Sizin hiç bir adanız oldu mu?
Yaşamın uzun göç yollarında size bir yudum taze soluk verecek, yolunuza dinç devam etmenizi sağlayacak bir adanız var mı?
Bir gün yerinde bulamazsanız, ille de ulaşmak ve sığınmak için başınızın döndüğü ve dengenizi yitirinceye kadar kanat çırpacağınız bir ada yaratabildiniz mi kendinize? Sınırsızca her şeyi paylaşabileceğiniz bir dost! Yola birlikte çıkacak kadar güvendiğiniz bir arkadaş, daima huzur ve mutluluk verecek biri, ulaşmak için yıllardır uğraş verdiğiniz bir amaç edinebildiniz mi?
Şöyle daha bir yakın bakın çevrenize? Size gelen, sizin gittiğiniz, sizi bulan, sizin bulduğunuz kaç ada var çevrenizde? Kaç tane durup nefeslendiğiniz ada yaratmışsınız kendinize?
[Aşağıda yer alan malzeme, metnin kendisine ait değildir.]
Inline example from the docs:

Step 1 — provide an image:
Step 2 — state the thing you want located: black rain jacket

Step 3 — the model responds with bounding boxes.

Bizi biz yapan güvendiğimiz, inandığımız, yalnız olmadığımızı bildiğimiz, nefes alabileceğimiz insanların var olduğunu bilmemizdir…
Yoksa yaşam denen tiyatro sahnesinin için de hep drama oyuncusu oluruz… Bence komedi oyuncusu olmak hakkımız…
Bunun için kumbaramız da dostluk, arkadaşlık, sevgi, barış biriktirmeliyiz ki, yorulduğumuz da dinlenebileceğimiz bir adamız olsun. Ve hayat paylaştıkça güzeldir.
Şimdilik Her zaman olduğu gibi hoşça kalın, sağlıklı kalmaya çalışın!